C’è adesso un verdetto del Tribunale di Catania. La prima sezione penale, a firma del giudice Cristina Giovanna Cilla, ha emesso sentenza di assoluzione nei confronti di Giuseppe Borzì e del figlio Placido, assistiti dall’avv. Vincenzo Nicolosi.

Erano accusati di diffamazione (ma «il fatto non sussiste») e ingiuria (ma «il fatto non è più previsto dalla legge», essendo stato depenalizzato).
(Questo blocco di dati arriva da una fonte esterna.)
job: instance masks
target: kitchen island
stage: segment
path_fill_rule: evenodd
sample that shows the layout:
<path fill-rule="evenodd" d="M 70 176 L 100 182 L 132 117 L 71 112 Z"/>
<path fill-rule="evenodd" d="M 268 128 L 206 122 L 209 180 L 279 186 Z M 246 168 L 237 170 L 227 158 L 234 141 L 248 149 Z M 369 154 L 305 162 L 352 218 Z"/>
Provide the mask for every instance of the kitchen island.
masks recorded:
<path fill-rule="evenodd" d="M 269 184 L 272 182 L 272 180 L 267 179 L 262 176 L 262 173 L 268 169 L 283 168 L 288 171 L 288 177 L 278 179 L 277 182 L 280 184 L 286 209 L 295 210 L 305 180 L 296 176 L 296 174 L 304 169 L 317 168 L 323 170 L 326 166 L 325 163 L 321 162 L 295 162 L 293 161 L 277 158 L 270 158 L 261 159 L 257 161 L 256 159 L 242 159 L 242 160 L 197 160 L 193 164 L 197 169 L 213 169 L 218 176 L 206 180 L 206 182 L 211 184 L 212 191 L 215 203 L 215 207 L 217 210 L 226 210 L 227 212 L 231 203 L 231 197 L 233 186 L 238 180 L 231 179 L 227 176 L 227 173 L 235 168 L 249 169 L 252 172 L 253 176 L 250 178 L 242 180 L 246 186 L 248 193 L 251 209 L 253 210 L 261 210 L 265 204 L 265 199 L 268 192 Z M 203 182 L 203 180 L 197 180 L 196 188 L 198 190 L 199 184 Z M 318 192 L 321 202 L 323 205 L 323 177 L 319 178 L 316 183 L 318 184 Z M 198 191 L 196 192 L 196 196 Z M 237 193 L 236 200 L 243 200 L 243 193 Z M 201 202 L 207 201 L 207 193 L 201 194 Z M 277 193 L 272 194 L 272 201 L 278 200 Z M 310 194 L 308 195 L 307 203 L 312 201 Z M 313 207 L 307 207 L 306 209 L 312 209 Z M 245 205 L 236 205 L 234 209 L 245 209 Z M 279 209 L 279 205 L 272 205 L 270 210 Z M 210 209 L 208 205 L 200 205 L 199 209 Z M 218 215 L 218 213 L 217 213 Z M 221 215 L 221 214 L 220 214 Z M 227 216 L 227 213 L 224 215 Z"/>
Una terza accusa, relativa alla detenzione di munizioni, è andata in prescrizione. La sentenza dispone pure «la confisca delle munizioni in sequestro e la loro trasmissione alla competente Direzione di artiglieria».

È soltanto uno dei capitoli di un’articolata querelle tra le due parti, che ha strascichi anche in sede civile. Resta pendente ancora, a carico dei Borzì, una denuncia per lesioni personali, il cui procedimento entrerà nel vivo l’anno prossimo.

Altre querele sono state prodotte negli anni. Lungo l’elenco delle accuse nei confronti dei Borzì: violenza privata, stalking, estorsione, violazione di domicilio, danneggiamenti, incendio e persino atti osceni in luogo pubblico. Ipotesi di reato per le quali non si è avuto seguito o, come nel caso della violenza privata, è stata disposta l’archiviazione.